What is the key modification that is made to the average interest rate that appears on the balance sheet when calculating the cost of debt in weighted average cost of capital (WACC
The average interest rate is multiplied by (1-tax rate) to accurately estimate the real after-tax cost of debt.
If a company has a tax rate of 30% and an average cost of debt on the balance sheet of 7%, what is the after-tax cost of debt?
4.9%
Calculated: 0.07 *(1-0.30) = 0.049
In making a weighted average cost of capital calculation, how is the cost of equity typically calculated?
By using the Capital Asset Pricing Model:
Re = Rf+ Beta(Rm –Rf)
Where:
Re = the return equity investors expect from the firm
Rf = the risk-free rate of return
Beta = The stock’s sensitivity to market fluctuations
Rm = the return equity investors expect from the market as a whole
If you are running a company to be as efficient in its use of assets as possible, would you like to see Days Sales in Inventory (DSI) rising or falling?
Falling. Maintaining inventory requires capital, you want to employ as little capital as possible.
From the standpoint of assets required, what would be a perfect business?
A business that generates cash without requiring any assets. The example given in class was a wallet that just magically refilled itself, but even there, you have an asset in the form of the wallet. Perhaps the perfect business would be a magic spell, which, when uttered, causes cash to appear in your hand.

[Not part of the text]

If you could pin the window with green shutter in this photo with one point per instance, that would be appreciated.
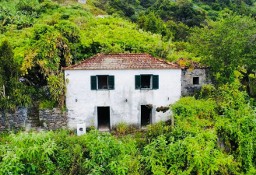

If you are running a company to be as efficient in its use of cash as possible, would you like to see Days Sales Outstanding (DSO) rising or falling?
Falling. DSO represents sales where you have not yet collected the cash. You are effectively making a loan to your customers. The loan appears as an asset on your balance sheet. To maximize your cash on hand, you want to collect the money from your customers as quickly as possible.
If you are running a company to be as efficient in its use of cash as possible, would you like to see Days Payable Outstanding (DPO) rising or falling?
Rising: Your payables are supplies that you have received but not yet paid for, they effectively represent a loan from your suppliers, so you want to take advantage of that free credit as much as possible.